Adults are prescribed a dose of 500 mg (0.5 g) 3 times or 1000 mg (1 g) 2 times a day.
For patients with COVID-19, enisamium iodide is prescribed in combination with basic therapy at a dose of 500 mg (0.5 g) 4 times a day.
The maximum single dose is 1000 mg (1 g), daily dose is 2000 mg (2 g).
Duration of treatment is 7 days.
Children. The drug in this dosage form should not be used in children.
Overdose
No reports of overdose with Amizon® Max were received in clinical trials and during post-marketing use.
There is no specific antidote.
Side effects
The most common adverse reactions (ADRs) were taste disturbance, folliculitis, nasopharyngitis, headache, and lymphadenopathy (in placebo-controlled phase I studies). Most of these ADRs were reported as single events and resolved spontaneously. In most patients, these ADRs did not lead to discontinuation of enisamium iodide.

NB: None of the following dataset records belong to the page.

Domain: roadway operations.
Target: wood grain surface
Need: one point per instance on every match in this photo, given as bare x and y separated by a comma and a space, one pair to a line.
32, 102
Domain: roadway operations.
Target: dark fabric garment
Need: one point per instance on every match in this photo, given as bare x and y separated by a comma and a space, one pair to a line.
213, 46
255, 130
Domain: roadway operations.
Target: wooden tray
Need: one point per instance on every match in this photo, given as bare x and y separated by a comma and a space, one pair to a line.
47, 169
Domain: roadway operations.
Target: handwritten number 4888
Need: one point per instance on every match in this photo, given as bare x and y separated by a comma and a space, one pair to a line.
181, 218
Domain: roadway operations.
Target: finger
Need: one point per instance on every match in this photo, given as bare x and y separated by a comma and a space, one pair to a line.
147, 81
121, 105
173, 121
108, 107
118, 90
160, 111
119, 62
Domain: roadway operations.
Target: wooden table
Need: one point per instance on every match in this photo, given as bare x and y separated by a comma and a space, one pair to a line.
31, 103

In a placebo-controlled phase III study, mild gastrointestinal disturbances (bitter taste in the mouth), heartburn, and burning in the throat were reported.
Only adverse events that were more common in the enisamium iodide group compared to the placebo group and that were reported by more than two individuals were considered.

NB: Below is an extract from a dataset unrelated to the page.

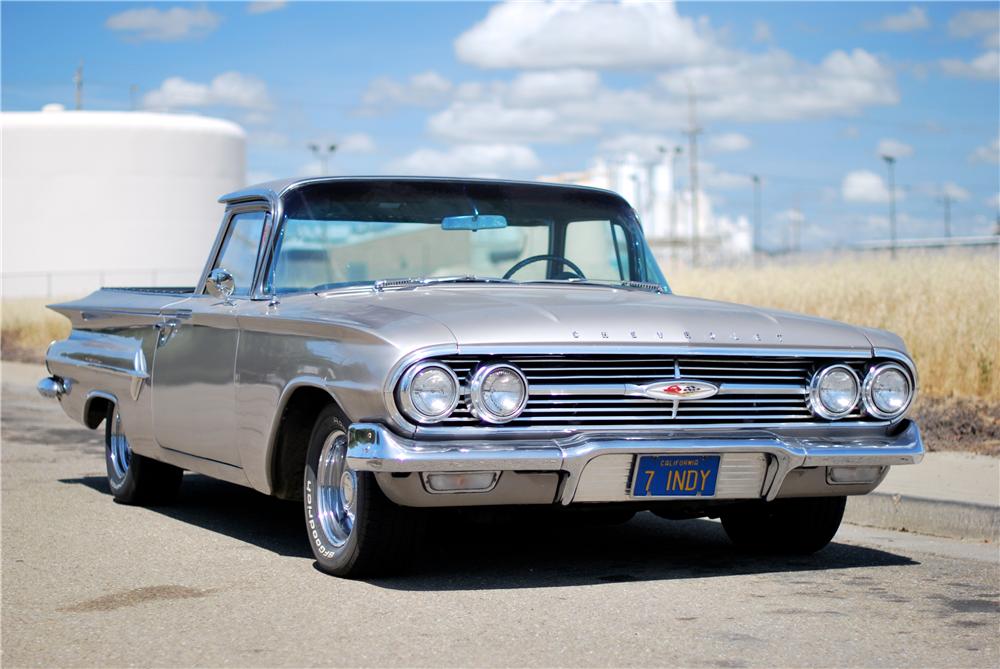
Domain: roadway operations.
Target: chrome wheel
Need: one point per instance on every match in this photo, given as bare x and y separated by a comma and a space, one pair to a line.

Table 4 lists the adverse reactions observed during clinical trials and post-marketing use of the drug. The frequency is defined as follows: very common (≥ 1/10), common (≥ 1/100, < 1/10), uncommon (> 1/1000, < 1/100) and unknown (cannot be estimated from the available data).
Table 4
| Organ system class | Very often | Often | Infrequently | Frequency unknown* |
| Research | | Elevated levels of thyroid-stimulating hormone in the blood | | Increased blood pressure |
General disorders | | Fatigue | | | | Infections and infestations | | Folliculitis Nasopharyngitis Rhinitis | | |
| Respiratory, thoracic and mediastinal disorders | | | | Dyspnea |
| Blood and lymphatic system disorders | | Lymphadenopathy | | |
| Nervous system disorders | Headache | Dizziness | | |
| Visual impairment | | | | Eyelid swelling |
| Musculoskeletal and connective tissue disorders | | Arthralgia | | |
| Skin and subcutaneous tissue disorders | | | | Erythema Facial swelling Facial itching Edema Itch Rash Papular rash Urticaria |
| Gastrointestinal disorders | | Diarrhea Dry mouth Taste disorders Dyspepsia Nausea Vomiting | | Abdominal pain |
*Post-registration notifications.
Reporting of suspected adverse reactions
Reporting suspected adverse reactions after a medicinal product has been authorised is essential. This ensures continuous monitoring of the benefit/risk balance of the medicinal product. Healthcare professionals are asked to report all suspected adverse reactions via the national reporting system.
Expiration date
4 years. Do not use the drug after the expiration date indicated on the package.
Storage conditions
Store in a dry place, protected from light, at a temperature not exceeding 25 ° C. Keep out of the reach of children.
Packaging
10 capsules in a blister. 1 or 2 blisters in a pack.
Vacation category
Without a prescription.
Producer
JSC "Farmak".
Location of the manufacturer and its business address.
Ukraine, 04080, Kyiv, Kyrylivska St., 74.